About the Databases

U.S. Cancer Statistics public use databases include cancer incidence and population data for all 50 states, the District of Columbia, and Puerto Rico, providing information on more than 35 million cancer cases.

The databases include data by demographic characteristics (for example, age, sex, and race) and tumor characteristics (for example, year of diagnosis, primary tumor site, histology, behavior, and stage at diagnosis).

Hospitals, physicians, and laboratories across the nation report these data to central cancer registries supported by CDC and the National Cancer Institute (NCI). The databases are intended for researchers to conduct focused analyses beyond what is available through the U.S. Cancer Statistics Data Visualizations tool.

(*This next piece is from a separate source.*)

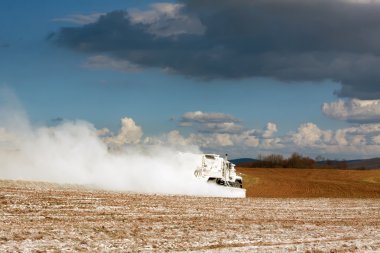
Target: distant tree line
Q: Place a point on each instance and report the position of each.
(294, 161)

Researchers, public health professionals, clinicians, decision makers, and others can use these data to inform scientific inquiries, programs, and policies by identifying disparities in cancer burden, investigating trends and geographic distributions in cancer incidence, and evaluating and monitoring cancer prevention activities.

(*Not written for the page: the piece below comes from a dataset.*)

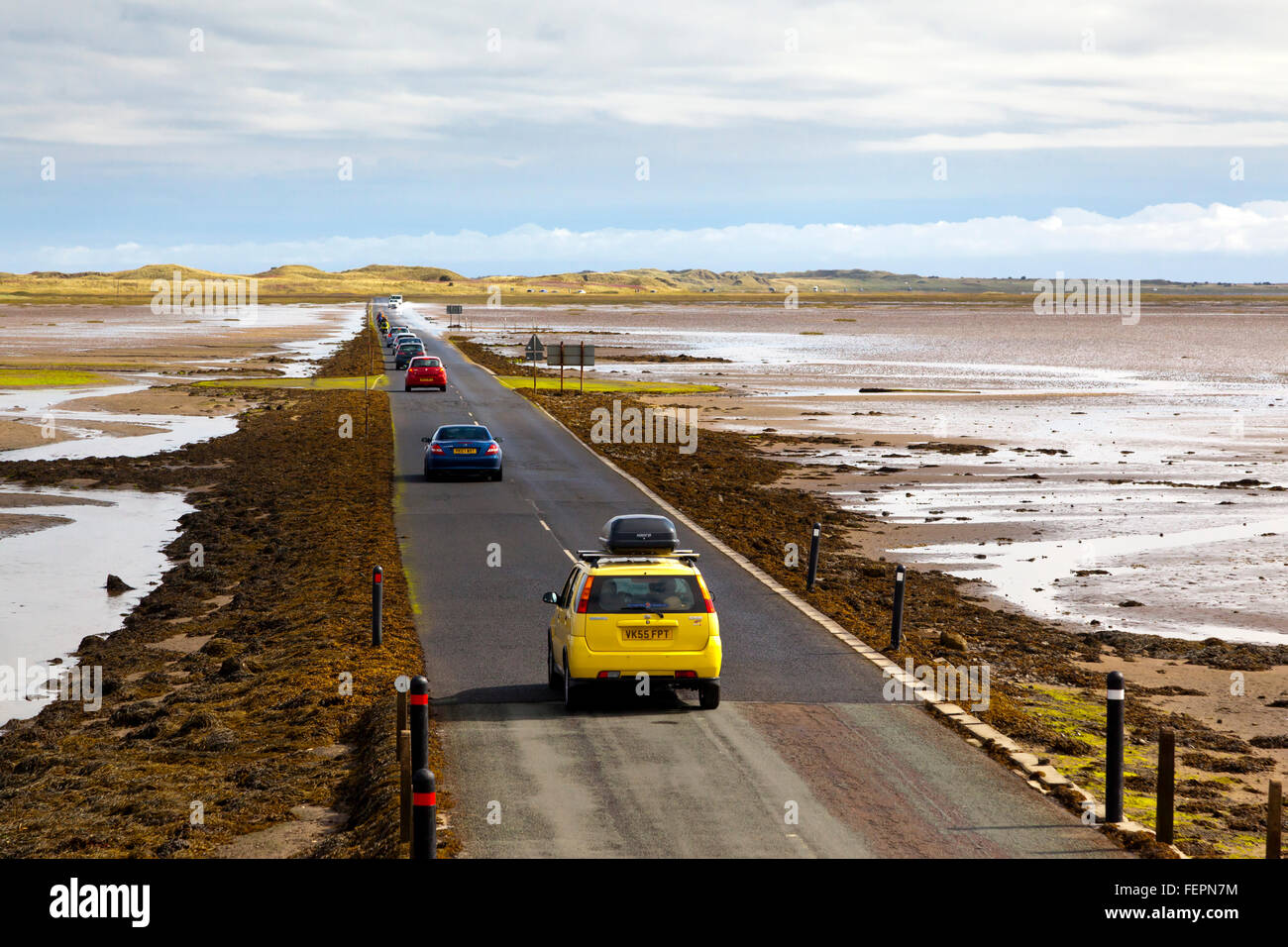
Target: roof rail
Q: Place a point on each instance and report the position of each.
(597, 556)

The current data come from the 2022 National Program of Cancer Registries (NPCR) and Surveillance, Epidemiology, and End Results (SEER) program submissions, which include cancer cases diagnosed from January 1, 2001 through December 31, 2020. Each year, NPCR- and SEER-supported central cancer registries submit data from a referent year to the close of the most current diagnosis year. The submitted data includes information from previous years and are updated with information from the newly submitted records to ensure case completeness and high quality.

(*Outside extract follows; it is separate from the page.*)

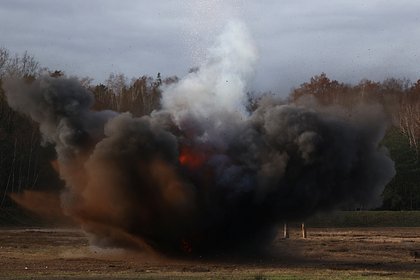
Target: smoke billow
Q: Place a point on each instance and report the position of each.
(202, 174)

CDC and NCI support the data collection and quality standards in the North American Association of Central Cancer Registries (NAACCR) consensus documents. During data collection, CDC and NCI also apply additional rigorous quality control edits, data completeness evaluations, and data quality assessments. For a registry’s data to be included in the U.S. Cancer Statistics public research data file, they must meet the U.S. Cancer Statistics publication standard.

Two public use databases are available—

Number of Records in the Databases

The table below shows the number of cases available for the most recent U.S. Cancer Statistics data release.*
Database All Cases** Malignant Cases† Malignant and In Situ Cases†
U.S. (2001–2020) 35,152,269 31,746,107 34,193,813
U.S. and Puerto Rico (2005–2020) 29,385,497 26,373,609 28,460,152

*The following criteria apply to the U.S. Cancer Statistics public use databases—

NPCR- and SEER-supported cancer registries report all incident cases coded as in situ (non-malignant) and invasive (malignant; primary site only), and non-malignant (including borderline and benign) central nervous system tumors according to the International Classification of Diseases for Oncology, Third Edition (ICD-O-3), with the following exceptions—

  • In situ cancers of the cervix are not reported.
  • Basal and squamous cell carcinomas of the skin are not reported, except when these occur on the skin of the genital organs.
  • Additionally, in situ urinary bladder cancers were re-coded as invasive behavior.

**The “All Cases” column includes benign and borderline brain and other nervous system tumors.

†Malignant and in situ cases are defined using the Behavior code ICD-O-3.